Dors puso cara de sentirse incómoda y la cena fue más silenciosa que de costumbre. Dors no volvió a hablar hasta que terminaron de comer y los restos —platos, tenedores y todo lo demás— cayeron por el conducto de eliminación que había en el centro de la mesa (que se apresuró a ocultarse en cuanto hubo acabado de cumplir su función).

—No estoy segura de querer hablar de esto, Hari —dijo—, pero no puedo permitir que seas víctima de tu propia inocencia.

—¿Inocencia?

Seldon frunció el ceño.

—Sí. Nunca hemos hablado de ello. En realidad nunca pensé que llegara el momento en el que fuera preciso, pero Demerzel no es omnipotente. No es intocable, se le puede dañar y sin duda Joranum supone un serio peligro para él.

—¿Hablas en serio?

—Por supuesto. No entiendes a los robots…, y, desde luego, no a uno tan complejo como Demerzel. Yo, en cambio, sí.

4

Volvió a haber un breve silencio, pero sólo porque los pensamientos no se oyen. Los que se agolpaban en la cabeza de Seldon formaban un auténtico torbellino mental.

Sí, era cierto. Su esposa poseía conocimientos realmente increíbles sobre los robots. A lo largo de los años, Hari se había cuestionado tantas veces su procedencia, que había acabado por rendirse y confinar el enigma en un rincón de su mente. De no ser por Eto Demerzel —un robot—, Hari jamás habría conocido a Dors. ¿Por qué? Porque Dors trabajaba para Demerzel. Fue él quien le «asignó» el caso de Hari ocho años atrás, ordenándole que protegiera su huida a través de los sectores de Trantor.

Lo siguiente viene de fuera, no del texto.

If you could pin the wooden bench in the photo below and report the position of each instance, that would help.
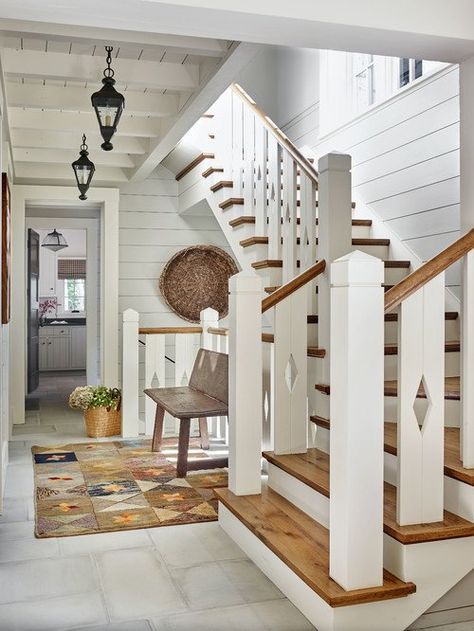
(206, 395)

Actualmente era su esposa, su confidente y su «mejor mitad», pero Hari seguía preguntándose por la extraña relación que unía a Dors con el robot Demerzel. Era la única zona de su vida en la que Hari se sentía un intruso… y no bien acogido. Y eso trajo a su mente la pregunta más dolorosa de todas, la de si Dors seguía con él por obediencia a Demerzel o porque le amaba de verdad. Quería creer que era porque le amaba, pero…

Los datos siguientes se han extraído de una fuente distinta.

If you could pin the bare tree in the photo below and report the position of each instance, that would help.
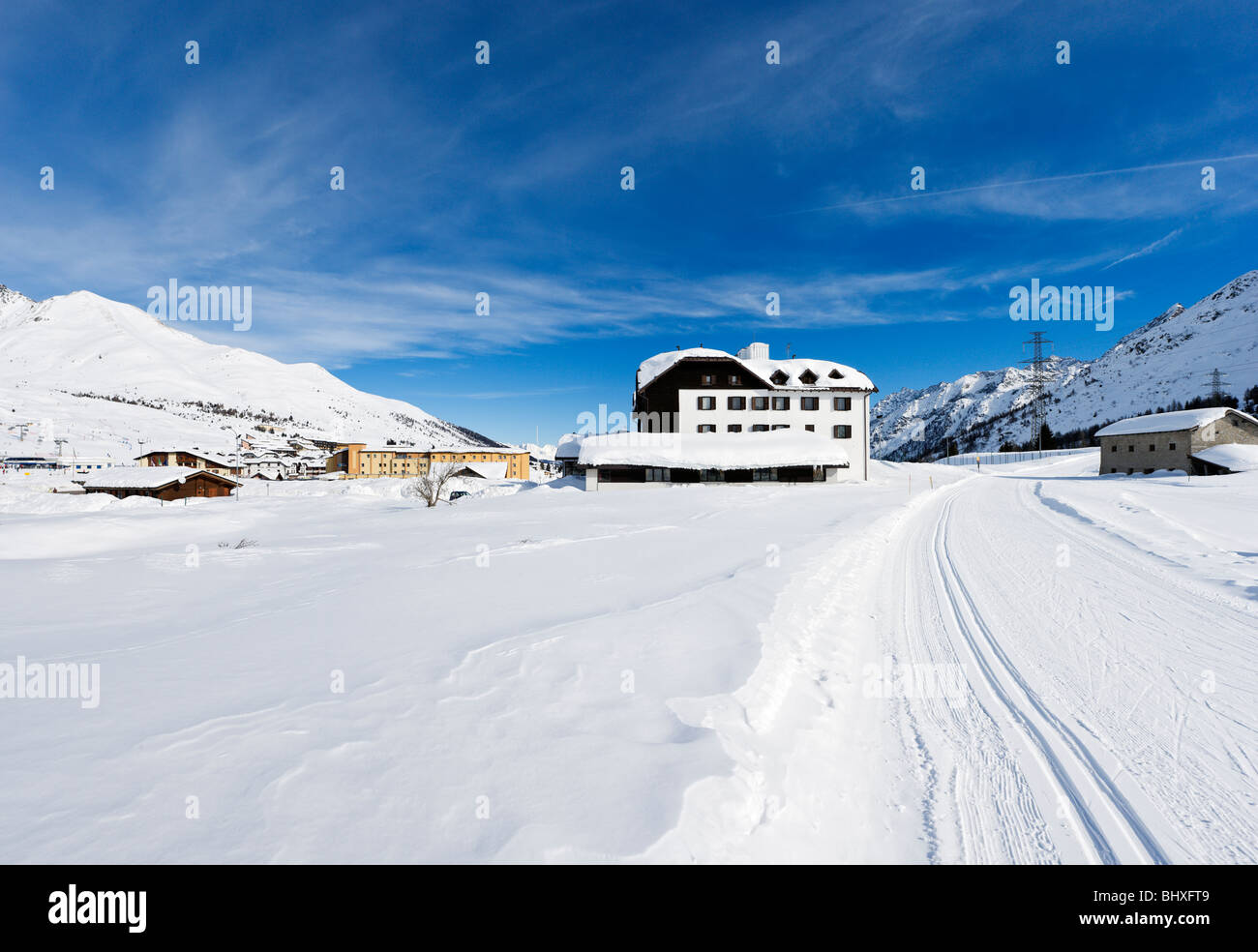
(431, 486)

Seldon era feliz con Dors Venabili, pero esa felicidad se había obtenido a cambio de un precio y con una condición. La condición no se había establecido a través de la discusión o el acuerdo, sino mediante un entendimiento mutuo sin palabras, y eso la hacía aún más pesada y difícil de soportar.

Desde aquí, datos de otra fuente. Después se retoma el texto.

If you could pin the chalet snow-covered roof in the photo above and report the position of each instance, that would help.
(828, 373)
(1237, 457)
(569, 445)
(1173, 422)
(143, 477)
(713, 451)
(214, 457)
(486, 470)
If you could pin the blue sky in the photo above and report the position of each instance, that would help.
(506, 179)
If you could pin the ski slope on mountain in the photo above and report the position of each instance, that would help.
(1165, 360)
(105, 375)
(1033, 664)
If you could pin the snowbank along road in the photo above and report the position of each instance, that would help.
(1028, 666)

Seldon comprendía que había encontrado en Dors todo cuanto deseaba de una esposa. Cierto, no tenían hijos, pero no esperaba tenerlos porque, en realidad, nunca los había deseado. Tenía a Raych, quien emocionalmente era tan hijo suyo como si hubiese heredado todo el genoma seldoniano…, y quizá más.

El mero hecho de que Dors le hiciera pensar en el asunto rompía el acuerdo que les había permitido llevar una existencia tranquila y agradable durante aquellos años. Seldon sintió un leve resentimiento que iba creciendo poco a poco.

Volvió a relegar esos pensamientos y esas preguntas a un rincón de su mente. Había aprendido a aceptar el papel de Dors como protectora, y seguiría haciéndolo. Después de todo, con él compartía una casa, una mesa y una cama…, no con Demerzel.

La voz de Dors le sacó de su meditación.

—He dicho… Hari, ¿estás enfadado?

Seldon se sobresaltó ligeramente. El tono de su voz indicaba que repetía lo mismo, y Seldon comprendió que durante los últimos momentos se había sumergido en las profundidades de su mente hasta alejarse de la conversación.

—Lo siento, querida. No, no estoy enfadado…, y no intento ponerme de mal humor. Me preguntaba cómo responder a tu afirmación.

—¿Sobre los robots?

Cuando pronunció la última palabra la voz de Dors no podía ser más serena.

—Dijiste que no sé tanto sobre ellos como tú. ¿Cómo he de responder a eso? —Hizo una pausa, y cuando siguió hablando lo hizo en voz baja porque sabía que corría un riesgo—. Sin ofenderte, quiero decir —añadió.

—No he dicho que no supieras nada sobre los robots. Si vas a citar mis palabras hazlo con precisión. He dicho que no entendías a los robots. Estoy segura de que sabes muchas cosas sobre ellos, quizá más que yo, pero saber no significa necesariamente entender.

—Vamos, Dors… Utilizas deliberadamente paradojas para irritarme. Una paradoja surge única y exclusivamente de una ambigüedad engañosa, ya sea por casualidad o porque así se desea. No me gusta que haya paradojas en la ciencia y tampoco me gusta encontrarme con ellas en una conversación, a menos que tengan una finalidad humorística, y no creo que ése sea el caso ahora.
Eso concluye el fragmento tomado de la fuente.